In high school, I'm more than certain that we've had at least one teacher that we absolutely adored, possibly even enough to consider them a favorite.
I was fortunate to have several teachers like this, and it wasn't even in high school specifically. Most of the teachers I've had from grade school all the way up have impacted my life greatly and taught me much more than simply how to read. Every teacher I've ever had has memories that will stick with me forever -- some good, some bad -- and I, personally, wouldn't have it any other way. All of my teachers have been good me to and have done their best to teach me things both in and out of the classroom, and I must say every one of them has succeeded. With this being said, I'd like to take the time to focus on high school.
Four different teachers, four different years, five different classes.
I know that for my first couple years of high school, it was hard to get me to focus and even do my work, but you didn't give up on me. You didn't turn your head the other way because I wanted to be the class clown. You were hard on me, and rightfully so. I know that at the time of having any of the four of you, I was a little irritated with you getting on my case about things but, looking back, I know you only pushed me because you knew I could do it. You saw the potential in me that I didn't even know I had, let alone saw in myself. If it wasn't for you four, I wouldn't be here writing this article -- that many people will see, may I add -- for a type of social media platform that shares ideas and articles all over the world like a more sophisticated version of Buzzfeed. I hated your homework. I hated your projects. I hated your novels. But I see now that you weren't just trying to teach us the material, you were trying to get us to think. You wanted us to see things from more than one point of view. You wanted us to develop our own voices, our own characters. It was never about answering questions out of a packet, reading Shakespeare out loud in class, or even writing terrible poems. It was about applying ourselves, working through things with several ways to see one situation, expanding our vocabulary which would in turn expand our minds. You taught me so much more than grammar. You taught me so much more than how to pass a state test. I never knew that class discussions were just lessons on how to appropriately communicate ideas and opinions with others until I had to apply that in real time at work.

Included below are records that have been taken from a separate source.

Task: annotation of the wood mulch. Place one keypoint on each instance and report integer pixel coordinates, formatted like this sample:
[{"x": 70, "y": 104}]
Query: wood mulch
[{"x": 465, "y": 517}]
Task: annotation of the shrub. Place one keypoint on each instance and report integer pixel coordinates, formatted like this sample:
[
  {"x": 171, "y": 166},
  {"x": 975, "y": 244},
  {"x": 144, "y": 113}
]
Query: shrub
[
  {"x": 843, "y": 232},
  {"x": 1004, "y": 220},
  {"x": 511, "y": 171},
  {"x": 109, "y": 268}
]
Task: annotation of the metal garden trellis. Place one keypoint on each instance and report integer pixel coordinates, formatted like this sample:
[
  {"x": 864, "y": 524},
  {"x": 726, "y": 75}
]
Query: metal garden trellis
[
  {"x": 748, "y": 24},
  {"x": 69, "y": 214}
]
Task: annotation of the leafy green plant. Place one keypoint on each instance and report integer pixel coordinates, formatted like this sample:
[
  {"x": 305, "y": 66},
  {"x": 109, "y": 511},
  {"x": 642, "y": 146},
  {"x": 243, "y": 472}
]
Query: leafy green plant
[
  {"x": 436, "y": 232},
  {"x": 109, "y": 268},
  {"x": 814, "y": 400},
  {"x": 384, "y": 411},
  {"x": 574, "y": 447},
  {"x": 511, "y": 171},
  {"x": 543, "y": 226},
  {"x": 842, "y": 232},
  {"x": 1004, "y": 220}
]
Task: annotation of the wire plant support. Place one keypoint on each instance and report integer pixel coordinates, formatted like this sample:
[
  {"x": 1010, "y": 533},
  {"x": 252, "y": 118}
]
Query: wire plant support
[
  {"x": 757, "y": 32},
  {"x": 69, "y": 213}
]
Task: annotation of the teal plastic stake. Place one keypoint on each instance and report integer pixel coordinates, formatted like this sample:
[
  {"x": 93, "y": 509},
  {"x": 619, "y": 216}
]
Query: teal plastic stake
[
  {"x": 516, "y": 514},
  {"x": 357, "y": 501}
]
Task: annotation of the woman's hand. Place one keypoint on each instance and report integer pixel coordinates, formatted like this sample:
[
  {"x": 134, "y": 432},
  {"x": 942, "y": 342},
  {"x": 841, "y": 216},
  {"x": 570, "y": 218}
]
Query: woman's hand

Every teacher, no matter what grade or what subject, has given us the tools we need to face the real world, and I can bet you that most of us don't even know it. At the time, I surely didn't. I thought teachers were just trying to torture us. I was wrong. Teachers are some of the most important people we will ever encounter in our lives. Without them, this world would be much worse than it is -- and I don't even mean just those who use the wrong "your" and "you're".